The Health Department of New York City conducts unannounced inspections of restaurants at least once a year. Inspectors check for compliance in food handling, food temperature, personal hygiene and vermin control. Each violation of a regulation gets a certain number of points. At the end of the inspection, the inspector totals the points, and this number is the restaurant's inspection score—the lower the score, the better the Grade.
Due to many factors,
some restaurants inspection data may be missing or for new restaurants that are
not yet inspected; there would be no scores present.
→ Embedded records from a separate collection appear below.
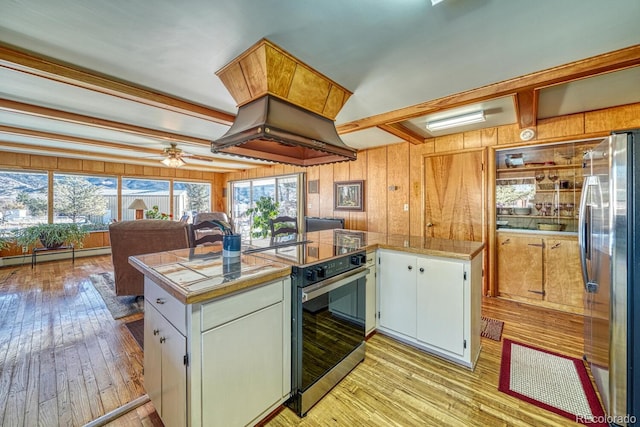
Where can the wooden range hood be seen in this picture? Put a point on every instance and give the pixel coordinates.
(286, 110)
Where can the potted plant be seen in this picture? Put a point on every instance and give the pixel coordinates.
(50, 235)
(264, 210)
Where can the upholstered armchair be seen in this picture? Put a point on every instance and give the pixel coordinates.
(142, 237)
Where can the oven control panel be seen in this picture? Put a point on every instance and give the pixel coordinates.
(310, 274)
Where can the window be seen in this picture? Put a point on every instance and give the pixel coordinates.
(23, 199)
(153, 192)
(82, 199)
(286, 190)
(190, 198)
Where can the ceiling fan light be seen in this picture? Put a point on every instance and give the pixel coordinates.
(173, 162)
(461, 120)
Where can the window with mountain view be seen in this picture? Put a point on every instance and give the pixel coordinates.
(190, 198)
(84, 199)
(285, 190)
(153, 192)
(23, 199)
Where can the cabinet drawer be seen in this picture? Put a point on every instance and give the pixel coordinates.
(227, 309)
(172, 309)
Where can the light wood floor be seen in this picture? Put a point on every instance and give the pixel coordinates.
(65, 361)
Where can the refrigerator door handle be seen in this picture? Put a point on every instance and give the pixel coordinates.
(584, 227)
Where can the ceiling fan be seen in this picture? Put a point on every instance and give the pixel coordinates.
(173, 156)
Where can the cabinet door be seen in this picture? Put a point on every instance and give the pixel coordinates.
(398, 292)
(520, 266)
(153, 356)
(370, 294)
(242, 370)
(174, 375)
(563, 277)
(440, 297)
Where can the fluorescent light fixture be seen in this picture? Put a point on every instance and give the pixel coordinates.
(461, 120)
(173, 162)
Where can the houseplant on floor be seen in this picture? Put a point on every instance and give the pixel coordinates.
(50, 235)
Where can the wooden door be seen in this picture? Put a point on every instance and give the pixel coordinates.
(563, 275)
(454, 206)
(520, 266)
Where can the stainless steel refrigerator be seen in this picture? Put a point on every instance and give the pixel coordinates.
(609, 240)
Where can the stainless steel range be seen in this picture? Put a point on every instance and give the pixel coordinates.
(328, 310)
(328, 325)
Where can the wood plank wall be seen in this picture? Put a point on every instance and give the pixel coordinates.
(32, 162)
(394, 174)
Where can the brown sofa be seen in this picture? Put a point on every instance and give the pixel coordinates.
(142, 237)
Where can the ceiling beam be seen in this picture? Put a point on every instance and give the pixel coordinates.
(402, 132)
(605, 63)
(50, 113)
(115, 147)
(526, 103)
(41, 66)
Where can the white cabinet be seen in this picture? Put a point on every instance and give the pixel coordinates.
(433, 303)
(370, 294)
(232, 365)
(440, 300)
(165, 372)
(397, 296)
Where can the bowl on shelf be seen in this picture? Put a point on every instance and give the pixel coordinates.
(522, 211)
(550, 227)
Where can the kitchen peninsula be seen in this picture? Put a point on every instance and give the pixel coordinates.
(206, 316)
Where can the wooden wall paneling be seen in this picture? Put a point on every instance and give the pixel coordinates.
(397, 188)
(472, 139)
(376, 195)
(358, 171)
(44, 162)
(341, 173)
(92, 166)
(555, 127)
(67, 164)
(416, 188)
(508, 134)
(489, 137)
(609, 119)
(454, 142)
(325, 186)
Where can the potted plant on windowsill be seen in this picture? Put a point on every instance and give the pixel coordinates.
(50, 235)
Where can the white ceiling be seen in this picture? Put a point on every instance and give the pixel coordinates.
(390, 54)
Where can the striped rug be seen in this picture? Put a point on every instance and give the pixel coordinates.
(551, 381)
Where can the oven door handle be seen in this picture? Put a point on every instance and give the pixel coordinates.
(314, 291)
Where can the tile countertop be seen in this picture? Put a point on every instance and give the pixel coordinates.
(456, 249)
(198, 274)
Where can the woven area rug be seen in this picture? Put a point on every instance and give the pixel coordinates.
(557, 383)
(119, 306)
(136, 328)
(492, 328)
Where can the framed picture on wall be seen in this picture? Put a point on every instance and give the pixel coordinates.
(348, 196)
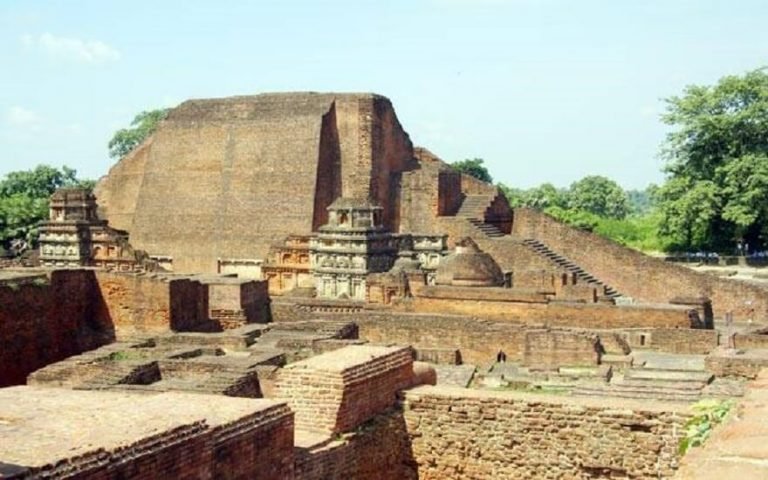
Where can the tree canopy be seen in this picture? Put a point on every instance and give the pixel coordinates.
(142, 126)
(473, 167)
(717, 164)
(24, 199)
(600, 196)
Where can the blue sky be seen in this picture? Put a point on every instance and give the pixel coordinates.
(547, 90)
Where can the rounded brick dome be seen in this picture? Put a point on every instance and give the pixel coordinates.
(469, 266)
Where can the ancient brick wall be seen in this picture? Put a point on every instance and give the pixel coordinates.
(472, 186)
(337, 391)
(153, 304)
(44, 320)
(432, 189)
(725, 363)
(328, 182)
(378, 450)
(215, 168)
(257, 446)
(677, 340)
(480, 341)
(141, 437)
(546, 350)
(751, 340)
(250, 299)
(517, 308)
(640, 276)
(539, 436)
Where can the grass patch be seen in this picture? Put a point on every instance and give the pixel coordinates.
(708, 414)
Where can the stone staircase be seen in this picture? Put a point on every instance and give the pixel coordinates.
(652, 384)
(543, 250)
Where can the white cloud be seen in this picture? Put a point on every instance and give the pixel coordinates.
(72, 49)
(21, 117)
(649, 111)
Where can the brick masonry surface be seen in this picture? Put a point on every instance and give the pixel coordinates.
(637, 275)
(469, 434)
(55, 433)
(336, 391)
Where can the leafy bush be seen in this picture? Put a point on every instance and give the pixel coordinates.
(708, 413)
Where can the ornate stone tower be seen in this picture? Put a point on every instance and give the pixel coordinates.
(350, 246)
(74, 236)
(65, 239)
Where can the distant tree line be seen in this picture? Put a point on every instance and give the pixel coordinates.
(715, 195)
(24, 195)
(24, 202)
This project used Foursquare API to explore neighborhoods in
New York City to get the most common restaurant categories in a particular
neighborhood. Then various other dataset will be used along with restaurant
inspection data to build a model to predict scores for a restaurant based which
does not have a per-inspected score.
This model would be useful for a restaurant that has not
been inspected to have an idea of possible inspection score and take careful
measures to improve its score during first inspection from NYC Health
Department.
Data Used
Below are the data set used for this project
along with the source of availability.
a)
DOHMH New York City Restaurant Inspection
Results
The dataset contains every
sustained or not yet adjudicated violation citation from every full or special
program inspection conducted up to three years prior to the most recent
inspection for restaurants and college cafeterias in an active status on the
RECORD DATE (date of the data pull). When an inspection results in more than
one violation, values for associated fields are repeated for each additional
violation record. Establishments are uniquely identified by their CAMIS (record
ID) number. Keep in mind that thousands of restaurants start business and go
out of business every year; only restaurants in an active status are included
in the dataset.
Records are also included for each restaurant that has applied for a permit but has not yet been inspected and for inspections resulting in no violations
Website : https://data.cityofnewyork.us/Health/DOHMH-New-York-City-Restaurant-Inspection-Results/43nn-pn8j
a)
NYC boroughs and the neighborhoods data
Neighborhood has a total of 5 boroughs and 306
neighborhoods. In order to segment the neighborhoods and explore them, we will
essentially need a dataset that contains the 5 boroughs and the neighborhoods
that exist in each borough as well as the latitude and longitude coordinates of
each neighborhood.
Luckily, this dataset exists for free on the
web. Feel free to try to find this dataset on your own, but here is the link to
the dataset: https://geo.nyu.edu/catalog/nyu_2451_34572
b)
Foursquare API data
Foursquare API
to explore neighborhoods in New York City. You will use the explore function to get the most common venue/restaurant categories
in each neighborhood.
This project
used Foursquare API to explore neighborhoods in New York City to get the most
common restaurant categories in a particular neighborhood
c)
NYC Rat Inspection Data
The Rat
Information Portal (RIP) is a web-based mapping application where users can
view rat inspection data. Findings from the Health Department's inspections are
searchable by address, or by borough, block and lot (BBL).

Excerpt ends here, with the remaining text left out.